The background is researched to a degree of sincerity that's impressive, but which, unfortunately, is most unwieldy at the very beginning. In chapter 2, we're introduced to a an academic couple who unwittingly find themselves working different angles of the same project. Tom is a "cliologist," a man who uses mathematical tools to study history, and while he seems like a sharp guy, he's even more bizarrely confident in his highly processed conclusions than is the average econometrician. (The doubt quotes, however, are because I can't tell if this field actually exists outside of fiction. I clearly don't possess Michael Flynn's commitment to background research.) His girlfriend Sharon is a theoretical physicist working out some implications of a higher-dimensional universe, and I can't really say how valid her conjectures are either, but that's because Flynn's physics kludges are at a pretty high level for sf, and he makes it easy to suspend my disbelief and pique curiosity about the underlying ideas. The problem with the frame story is that neither Tom nor Sharon start out as very compelling characters, and giving a gusty voice to the contemporary narrator (one of Tom's colleagues; the other sections are told in the usual third person omniscient--the author's own voice, which is better) only weighs them down more. Flynn tries to capture these two in a smart-person's lover's dialogue, but it's a bad vehicle for getting us up to speed--if there are people who talk about the high-level intellectual grounding of their work this much when they're off the clock, then I don't really want to spend any time with them. Their manner becomes more credible as they sink into their mutual obsessions, but they start off as just plain bores. It's the sort of thing that might carry the distance of certain kind of sf short (one of those purer "idea stories"), and that is in fact what the book grew from, but in a longer novel, it's not the best opening move.

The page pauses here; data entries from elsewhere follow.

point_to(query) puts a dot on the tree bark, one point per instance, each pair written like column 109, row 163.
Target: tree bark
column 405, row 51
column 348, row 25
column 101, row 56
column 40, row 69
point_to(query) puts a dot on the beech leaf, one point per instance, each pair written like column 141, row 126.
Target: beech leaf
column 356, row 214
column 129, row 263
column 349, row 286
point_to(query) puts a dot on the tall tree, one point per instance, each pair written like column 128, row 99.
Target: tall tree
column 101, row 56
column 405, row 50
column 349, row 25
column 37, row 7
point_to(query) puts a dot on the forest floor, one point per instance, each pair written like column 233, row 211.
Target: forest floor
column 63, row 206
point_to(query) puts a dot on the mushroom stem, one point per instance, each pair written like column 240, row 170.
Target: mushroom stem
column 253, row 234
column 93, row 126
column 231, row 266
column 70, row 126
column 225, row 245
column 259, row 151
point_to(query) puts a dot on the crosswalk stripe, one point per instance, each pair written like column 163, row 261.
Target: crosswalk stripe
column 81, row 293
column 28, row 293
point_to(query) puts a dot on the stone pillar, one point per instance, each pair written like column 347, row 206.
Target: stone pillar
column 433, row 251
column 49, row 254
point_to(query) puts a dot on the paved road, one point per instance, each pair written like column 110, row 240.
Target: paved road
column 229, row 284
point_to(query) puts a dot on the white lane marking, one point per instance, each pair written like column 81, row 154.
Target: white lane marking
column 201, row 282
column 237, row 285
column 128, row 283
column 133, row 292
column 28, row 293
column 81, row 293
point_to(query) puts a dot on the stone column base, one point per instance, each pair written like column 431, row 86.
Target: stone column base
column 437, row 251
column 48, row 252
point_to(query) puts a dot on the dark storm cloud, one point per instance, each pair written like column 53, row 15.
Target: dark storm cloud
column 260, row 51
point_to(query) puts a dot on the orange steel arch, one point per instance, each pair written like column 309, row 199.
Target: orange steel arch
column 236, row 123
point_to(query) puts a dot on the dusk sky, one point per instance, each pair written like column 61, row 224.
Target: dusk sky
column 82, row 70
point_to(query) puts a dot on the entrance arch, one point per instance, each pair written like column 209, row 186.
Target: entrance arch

And the novel is NOT a bore, not by any means. It's really engaging, and I'd rather convince you to keep reading it. Most of the story takes place in the middle ages, and with just a little faith, we're diving right into the heart of the Black Forest, with that earnestness now helping to paint things very sympathetically. Over the years, I've read a couple
I think it works because Flynn takes two groups that are well-known strangers to the reader, common science fiction objects of scrutiny, and lets them investigate each other from mutual disadvantage. The aliens--big grasshopper-like creatures--are technologically advanced (only a couple breakthroughs past 2012 level) but seriously impaired, stranded with a broken vehicle in an unknown and possibly hostile or unsupportive environment, and with a deterioriating group dynamic. The villagers meanwhile, are as smart and inquisitive, and as charitable and suspcious, as any cross-section of human society, but when it comes to unforeseen problems like demonic visitors, even though they're in the midst of a scientific revolution of their own, are obviously inhibited by it being such an early one. They're also in sniffing distance of the Black Death, to which the reader is cued from the beginning, and slaves to a couple other known, if minor, historical events.
There are those interesting scientific and theological discussions between Dietrich and the visitors, but there's a satisfying cultural interaction to decode as well, and Flynn has a lot of space to get into both worlds. He adds some richness to medieval life (the local priest keeps a lot of contacts, and for just a little more scope, he's got an interesting backstory of his own too), and gives the aliens enough problems to get into their sometimes confusing society too. They're not quite human in the way they interact with each other, but they're fucked up in ways we can appreciate. With varying success, and with no shortage of ambiguity and difficulties, the groups interact and learn from each other (or fail to), get closer despite themselves, all for what may ultimately be no purpose at all. Their respective problems are left open. If there's a point to them meeting, it's maybe to be found hundreds of years later. It's a positive and fanciful story, well-informed, hopeful, and yet tethered to the complications of life. What more can you ask for?